Q: Why did you go to Geneva?

The UNHRC alleged that the Sri Lankan security forces committed war crimes during the period of the war. It was through baseless information that they founded this allegation. Accepting the Resolution passed in 2015, the Government of Sri Lanka too proceeded to investigate the matter. That is why they agreed to look into the matter by establishing a hybrid court.

The pro-Liberation Tigers of Tamil Eelam (LTTE) Diaspora makes this allegation. In reality, what our military did was to free innocent Tamils from the inhuman clutches of the Tigers. No one says this clearly. However, I have a duty and responsibility to say so. This is why I went to Geneva.

Q: From what we know, no individual can go to the UNHRC session and air their views and make representations. What organization did you represent?

While in Sri Lanka I planned and left for Switzerland to get registered at a temple there and then attend the session. One can participate as a member of a non-governmental organization (NGO). Yet, at the last moment, the temple’s board of lay trustees opposed me.

Q: Why did the temple’s board  of lay trustees oppose you?

This was because they considered me a person who is in favour of former President Mahinda Rajapaksa. By this time over 100 pro-Tigers NGOs had got registered.

Q: Following this setback, what did you do?

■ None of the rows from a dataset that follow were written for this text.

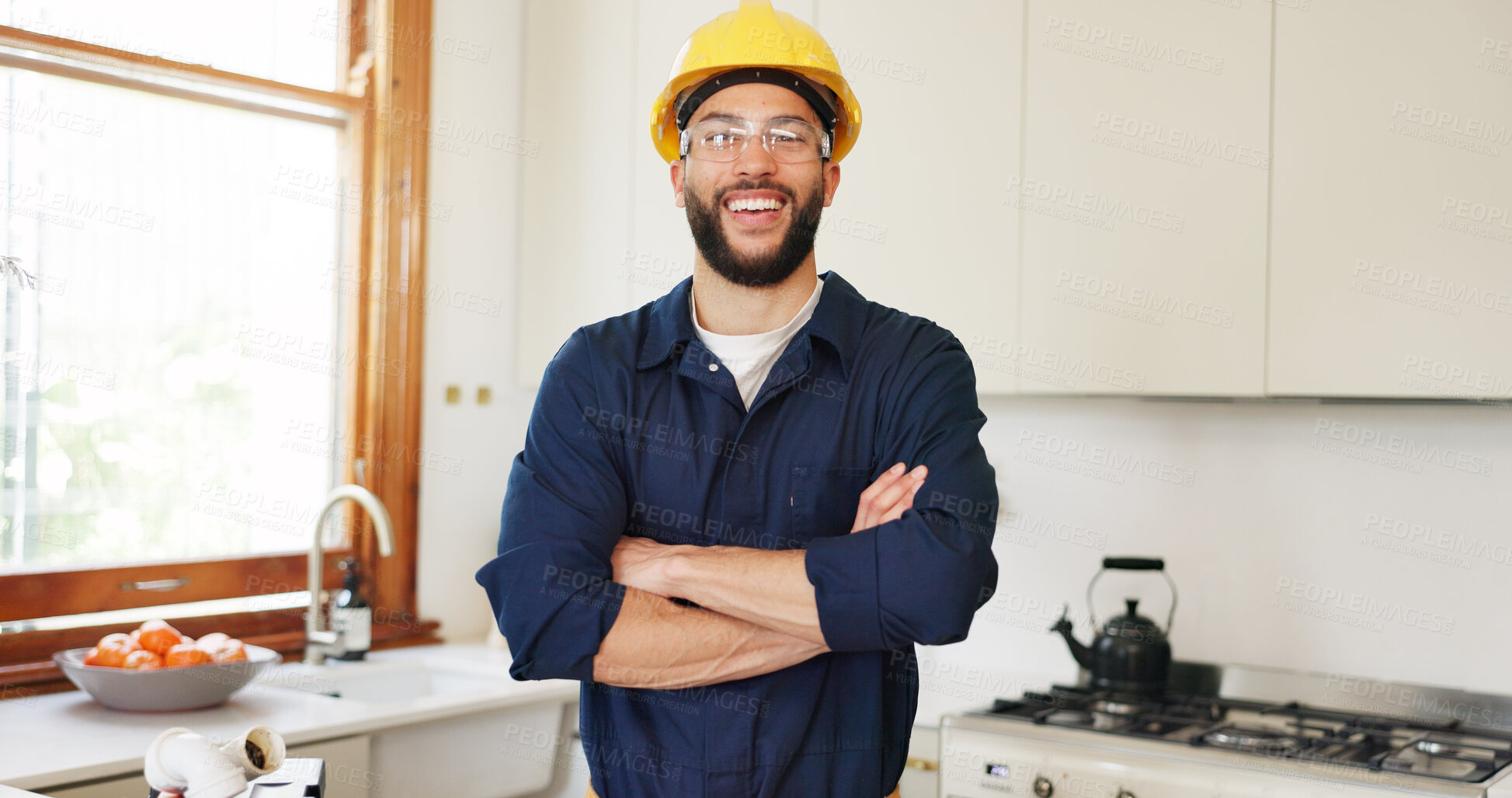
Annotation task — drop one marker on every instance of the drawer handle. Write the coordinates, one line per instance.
(156, 585)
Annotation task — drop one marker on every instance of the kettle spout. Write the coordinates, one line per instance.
(1077, 650)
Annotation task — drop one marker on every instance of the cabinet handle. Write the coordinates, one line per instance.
(156, 585)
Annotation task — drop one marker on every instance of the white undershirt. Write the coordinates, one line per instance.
(752, 356)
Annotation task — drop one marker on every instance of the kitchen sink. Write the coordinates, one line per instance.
(389, 681)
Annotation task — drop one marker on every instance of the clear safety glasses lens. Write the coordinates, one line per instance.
(790, 141)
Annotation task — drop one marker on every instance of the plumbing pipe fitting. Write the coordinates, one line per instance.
(183, 762)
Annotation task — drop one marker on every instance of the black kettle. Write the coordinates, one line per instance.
(1131, 654)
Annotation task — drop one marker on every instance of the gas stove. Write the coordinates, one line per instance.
(1083, 744)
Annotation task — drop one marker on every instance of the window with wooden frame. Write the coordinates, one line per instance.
(214, 312)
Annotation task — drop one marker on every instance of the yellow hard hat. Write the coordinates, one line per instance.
(755, 35)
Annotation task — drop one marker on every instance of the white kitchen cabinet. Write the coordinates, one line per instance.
(575, 194)
(1392, 214)
(919, 220)
(348, 767)
(1143, 197)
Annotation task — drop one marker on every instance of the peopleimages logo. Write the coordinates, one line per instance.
(1355, 609)
(1333, 432)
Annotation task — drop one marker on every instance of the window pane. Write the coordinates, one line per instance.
(290, 41)
(171, 382)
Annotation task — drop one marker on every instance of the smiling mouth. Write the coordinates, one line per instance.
(755, 211)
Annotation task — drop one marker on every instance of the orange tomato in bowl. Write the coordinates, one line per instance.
(113, 649)
(186, 654)
(158, 636)
(231, 650)
(142, 660)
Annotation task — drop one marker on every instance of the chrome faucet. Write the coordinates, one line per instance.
(318, 641)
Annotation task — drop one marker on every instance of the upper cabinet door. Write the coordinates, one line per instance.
(1392, 218)
(573, 226)
(1143, 197)
(919, 221)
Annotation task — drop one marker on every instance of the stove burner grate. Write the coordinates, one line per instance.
(1264, 741)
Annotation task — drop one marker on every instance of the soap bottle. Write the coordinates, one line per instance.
(351, 615)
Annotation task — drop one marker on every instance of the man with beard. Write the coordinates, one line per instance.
(740, 506)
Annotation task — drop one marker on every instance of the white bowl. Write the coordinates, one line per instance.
(164, 689)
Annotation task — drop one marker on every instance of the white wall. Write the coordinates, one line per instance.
(1278, 494)
(475, 110)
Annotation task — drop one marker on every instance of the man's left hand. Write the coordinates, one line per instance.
(641, 562)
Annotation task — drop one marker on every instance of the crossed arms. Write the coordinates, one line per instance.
(756, 608)
(578, 600)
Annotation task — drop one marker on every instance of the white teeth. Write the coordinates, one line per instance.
(755, 205)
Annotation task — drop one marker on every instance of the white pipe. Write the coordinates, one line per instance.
(183, 762)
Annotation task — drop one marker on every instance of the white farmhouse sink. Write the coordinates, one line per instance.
(501, 747)
(389, 681)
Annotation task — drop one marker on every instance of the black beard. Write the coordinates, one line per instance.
(796, 246)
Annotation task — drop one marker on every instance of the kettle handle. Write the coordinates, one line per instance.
(1133, 563)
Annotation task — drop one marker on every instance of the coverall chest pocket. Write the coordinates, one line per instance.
(822, 502)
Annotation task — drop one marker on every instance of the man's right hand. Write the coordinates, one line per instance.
(889, 496)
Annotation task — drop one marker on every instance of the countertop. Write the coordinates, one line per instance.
(61, 738)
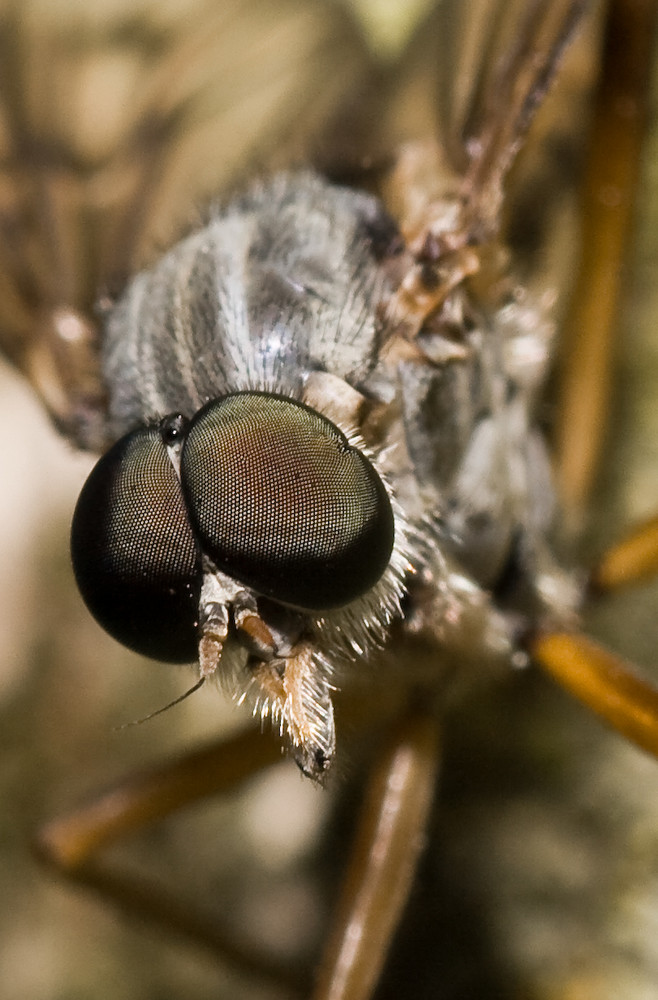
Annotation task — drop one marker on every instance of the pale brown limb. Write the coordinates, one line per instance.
(608, 685)
(607, 209)
(390, 837)
(71, 845)
(631, 560)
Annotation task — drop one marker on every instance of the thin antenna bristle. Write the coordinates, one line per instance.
(165, 708)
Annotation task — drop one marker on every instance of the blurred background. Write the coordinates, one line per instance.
(541, 874)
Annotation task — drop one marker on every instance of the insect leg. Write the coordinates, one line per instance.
(632, 559)
(611, 172)
(71, 844)
(385, 852)
(604, 682)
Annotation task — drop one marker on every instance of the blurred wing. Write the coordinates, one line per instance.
(116, 120)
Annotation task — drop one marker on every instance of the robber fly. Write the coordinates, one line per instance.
(318, 412)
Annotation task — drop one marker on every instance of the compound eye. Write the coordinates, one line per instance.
(283, 503)
(135, 558)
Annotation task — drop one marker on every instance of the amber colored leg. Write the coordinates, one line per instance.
(631, 560)
(602, 681)
(389, 839)
(607, 210)
(71, 844)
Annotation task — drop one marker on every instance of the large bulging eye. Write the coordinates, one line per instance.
(134, 555)
(283, 503)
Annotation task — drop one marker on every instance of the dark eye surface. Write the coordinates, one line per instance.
(283, 503)
(134, 556)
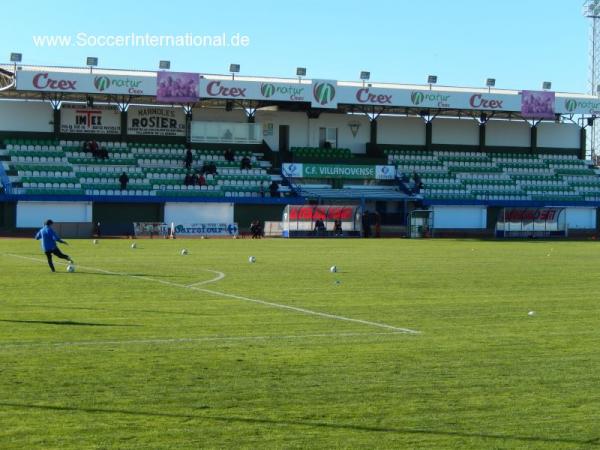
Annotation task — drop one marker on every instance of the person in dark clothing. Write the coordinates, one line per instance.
(229, 155)
(123, 179)
(245, 163)
(274, 189)
(94, 148)
(49, 239)
(255, 229)
(418, 183)
(366, 223)
(189, 158)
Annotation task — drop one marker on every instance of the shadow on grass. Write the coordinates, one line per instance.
(69, 323)
(115, 310)
(91, 272)
(310, 423)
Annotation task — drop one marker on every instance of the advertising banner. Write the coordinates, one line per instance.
(177, 87)
(206, 229)
(155, 121)
(324, 94)
(89, 83)
(193, 229)
(103, 119)
(302, 170)
(570, 105)
(253, 90)
(537, 104)
(366, 95)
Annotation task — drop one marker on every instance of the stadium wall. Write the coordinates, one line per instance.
(244, 214)
(27, 116)
(33, 214)
(455, 132)
(401, 131)
(581, 218)
(503, 133)
(552, 135)
(459, 217)
(304, 132)
(185, 213)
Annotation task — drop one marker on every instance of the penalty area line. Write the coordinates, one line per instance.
(240, 297)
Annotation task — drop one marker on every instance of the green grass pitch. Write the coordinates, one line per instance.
(123, 353)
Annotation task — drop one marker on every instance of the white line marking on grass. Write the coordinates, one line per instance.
(157, 341)
(239, 297)
(219, 277)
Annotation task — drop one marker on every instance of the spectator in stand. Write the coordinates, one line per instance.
(189, 158)
(229, 155)
(418, 183)
(274, 189)
(337, 227)
(94, 149)
(366, 223)
(102, 153)
(123, 179)
(245, 163)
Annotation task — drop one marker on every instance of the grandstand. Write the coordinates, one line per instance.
(458, 152)
(46, 167)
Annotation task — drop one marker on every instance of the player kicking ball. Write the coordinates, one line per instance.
(49, 239)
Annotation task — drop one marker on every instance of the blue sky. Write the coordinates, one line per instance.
(519, 42)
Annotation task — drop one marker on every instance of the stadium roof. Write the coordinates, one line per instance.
(8, 89)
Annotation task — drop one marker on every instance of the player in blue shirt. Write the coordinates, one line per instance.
(49, 239)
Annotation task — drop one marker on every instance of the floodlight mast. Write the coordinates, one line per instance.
(591, 10)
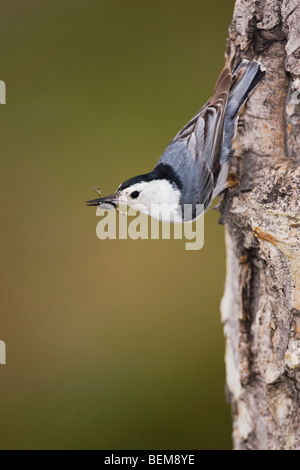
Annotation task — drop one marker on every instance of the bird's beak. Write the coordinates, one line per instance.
(107, 201)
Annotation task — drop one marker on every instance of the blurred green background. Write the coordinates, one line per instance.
(110, 344)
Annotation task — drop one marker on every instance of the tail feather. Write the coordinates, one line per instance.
(245, 78)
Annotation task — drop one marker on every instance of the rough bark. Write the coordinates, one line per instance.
(261, 303)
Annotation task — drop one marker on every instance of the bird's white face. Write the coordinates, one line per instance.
(157, 198)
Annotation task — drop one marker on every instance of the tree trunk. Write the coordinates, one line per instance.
(261, 303)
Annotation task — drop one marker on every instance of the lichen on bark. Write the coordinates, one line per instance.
(261, 303)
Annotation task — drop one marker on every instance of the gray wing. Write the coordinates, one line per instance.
(195, 151)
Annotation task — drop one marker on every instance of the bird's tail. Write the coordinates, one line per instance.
(245, 78)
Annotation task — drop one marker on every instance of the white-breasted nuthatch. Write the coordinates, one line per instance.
(194, 168)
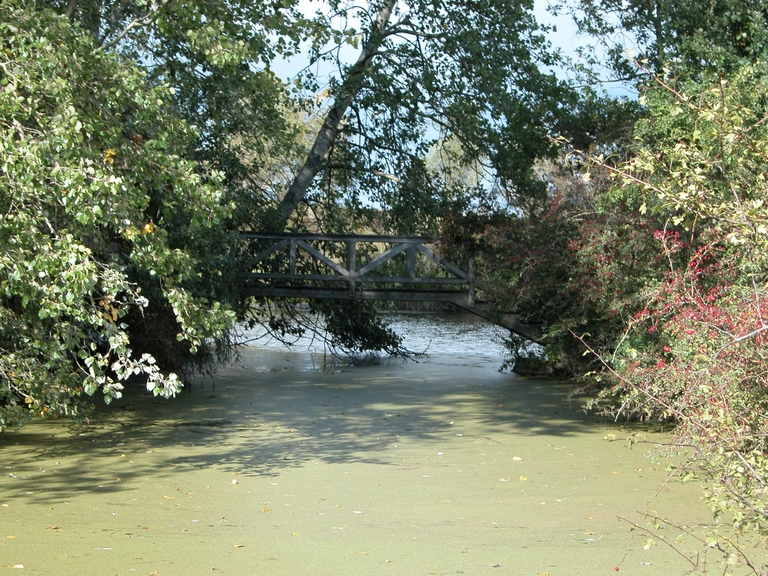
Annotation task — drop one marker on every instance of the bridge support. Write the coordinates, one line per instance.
(310, 271)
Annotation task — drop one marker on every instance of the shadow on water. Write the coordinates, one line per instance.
(258, 422)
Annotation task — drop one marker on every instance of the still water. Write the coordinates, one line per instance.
(437, 466)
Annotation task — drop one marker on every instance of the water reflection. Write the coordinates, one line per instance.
(436, 334)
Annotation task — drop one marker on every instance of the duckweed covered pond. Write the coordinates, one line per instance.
(444, 466)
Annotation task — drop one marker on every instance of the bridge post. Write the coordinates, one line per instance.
(471, 295)
(352, 266)
(292, 257)
(410, 261)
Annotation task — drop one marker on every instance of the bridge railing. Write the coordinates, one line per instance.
(356, 267)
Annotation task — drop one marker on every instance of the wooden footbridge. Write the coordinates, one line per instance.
(367, 267)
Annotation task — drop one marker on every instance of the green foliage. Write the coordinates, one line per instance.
(97, 204)
(687, 36)
(698, 356)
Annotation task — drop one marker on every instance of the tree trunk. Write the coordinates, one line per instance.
(349, 89)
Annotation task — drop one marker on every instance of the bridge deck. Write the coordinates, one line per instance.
(366, 267)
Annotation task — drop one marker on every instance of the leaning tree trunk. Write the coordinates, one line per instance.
(325, 137)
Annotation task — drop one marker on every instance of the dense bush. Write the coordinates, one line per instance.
(101, 218)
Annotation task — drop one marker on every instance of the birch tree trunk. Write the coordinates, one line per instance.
(327, 133)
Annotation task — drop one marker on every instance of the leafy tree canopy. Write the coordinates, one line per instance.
(96, 198)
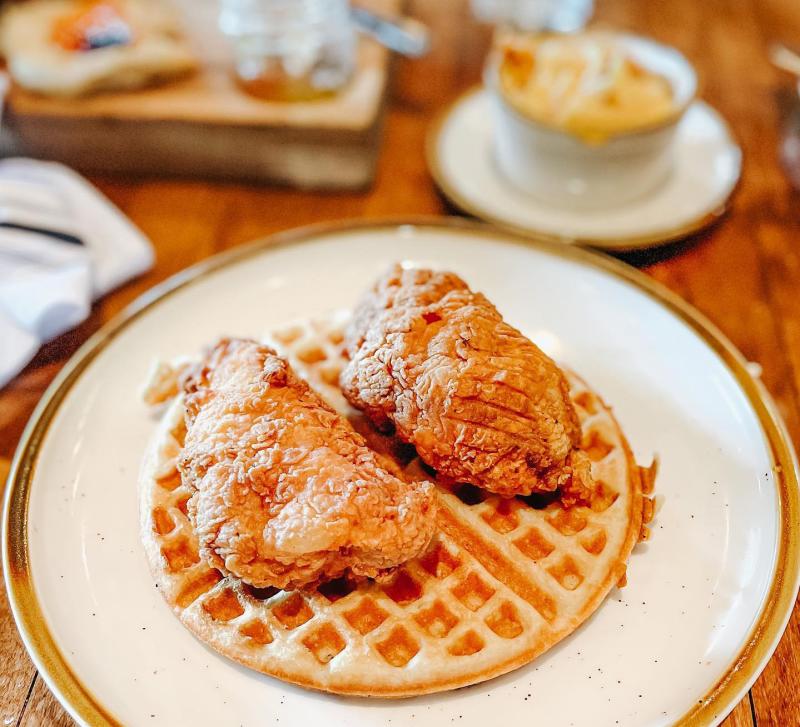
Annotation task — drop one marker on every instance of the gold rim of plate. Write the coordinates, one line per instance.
(719, 700)
(618, 244)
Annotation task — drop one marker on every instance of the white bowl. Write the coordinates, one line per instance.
(565, 170)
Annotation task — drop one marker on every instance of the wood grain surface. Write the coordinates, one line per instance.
(744, 274)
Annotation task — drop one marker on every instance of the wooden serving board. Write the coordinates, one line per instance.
(207, 126)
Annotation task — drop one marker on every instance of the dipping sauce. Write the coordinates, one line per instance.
(588, 85)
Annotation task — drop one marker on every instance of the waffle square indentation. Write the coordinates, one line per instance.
(467, 644)
(505, 621)
(292, 611)
(223, 606)
(567, 573)
(503, 517)
(403, 589)
(257, 631)
(534, 544)
(366, 616)
(439, 561)
(324, 642)
(473, 591)
(437, 620)
(398, 648)
(567, 521)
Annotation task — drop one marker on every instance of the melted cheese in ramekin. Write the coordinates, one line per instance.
(587, 85)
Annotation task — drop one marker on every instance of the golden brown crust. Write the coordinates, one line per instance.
(478, 400)
(285, 491)
(503, 581)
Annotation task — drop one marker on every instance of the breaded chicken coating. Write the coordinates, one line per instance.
(480, 402)
(286, 493)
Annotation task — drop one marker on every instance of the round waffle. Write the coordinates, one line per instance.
(503, 581)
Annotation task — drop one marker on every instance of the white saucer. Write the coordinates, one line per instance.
(707, 169)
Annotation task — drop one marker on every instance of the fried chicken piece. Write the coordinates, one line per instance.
(480, 402)
(286, 493)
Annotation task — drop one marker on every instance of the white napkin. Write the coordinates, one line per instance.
(62, 244)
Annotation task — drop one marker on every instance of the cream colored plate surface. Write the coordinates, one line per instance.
(707, 168)
(651, 654)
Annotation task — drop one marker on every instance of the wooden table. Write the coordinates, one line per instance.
(744, 274)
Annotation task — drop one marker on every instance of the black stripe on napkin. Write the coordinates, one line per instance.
(63, 236)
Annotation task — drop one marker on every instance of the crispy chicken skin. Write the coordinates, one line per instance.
(479, 401)
(286, 493)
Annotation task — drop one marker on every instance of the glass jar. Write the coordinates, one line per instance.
(290, 50)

Afterwards, with the help of the monk, Thawalama Dhammika, I got myself registered as a representative of the International Buddhist Relief Services organization of Chief Incumbent of a temple in Birmingham, England, Witharandeniye Kashyapa. These monks truly sponsored me. This is not for me but a service done to our motherland. It was only after I registered that I obtained an opportunity to present my views.

Q: What did you say?

I pointed out that the LTTE was an extremely brutal terrorist organization. I emphasized that in operations against them, 29,000 soldiers had sacrificed their lives while 14,000 became disabled due to injuries sustained in fighting with the Tigers.
I further pointed out that if our military which defeated such a vicious organization were punished after levelling war crime allegations against them, it would be akin to punishing the US Navy SEALS that killed the head of Al-Qaeda, Osama bin Laden and other Al-Qaeda terrorists. Although, the UNHRC levelled allegations against the Sri Lankan military on the basis of baseless information, the Prime Minister of the United Kingdom raised a strong voice against her soldiers against whom war crime allegations had been levelled. Unfortunately, it is regrettable that we don’t have such a patriotic leader.

Q: What kinds of responses did you receive in Geneva?

One foreign group came near me, tapped me on the shoulder and told me that it was only now that they had really come to know about the other side. This is because up until then what they knew was the propaganda put out by the LTTE Diaspora.

Q: Did the government’s representative mission speak to you in Geneva? Did you meet them?

No. The government’s team pretended to ignore me. It was Deputy Minister of Foreign Affairs, Dr. Harsha de Silva who was there at the time. They ignored me because they feared that an allegation would be levelled against them.

Q: Who else from Sri Lanka was there in Geneva?

There was a large group who had come to talk on behalf of the Tigers. Executive Director of the Centre for Policy Alternatives, Dr. Paikiasothy Saravanamuttu, former MP, M.K. Shivajilingam, Northern Provincial Councilor, Anandi Sasidaran, former MP, V. Anandasangaree’s son S.G. Anandasangaree, trade unionist, Saman Ratnapriya and civil society activists Sunanda Deshapriya and Dr. Nimalka Fernando were there to talk against our country and the Sri Lankan military.

Dr. Fernando started off her statement by stating that she had been victimized by the previous government. We don’t know what kind of pressure was levelled against Dr. Fernando by the previous regime.

Q: What kind of influence did you have?

It was only I who spoke on behalf of the country and the military. A certain message went out to the world because of it. Also, at the next UNHRC session, one can find out the impact I may have had from the work I did. A team of ours has to go to the next UNHRC session.

Q: Did you meet the heads of the UNHRC?

No. However, I handed over my document to the Secretary of the United Nations High Commissioner for Human Rights.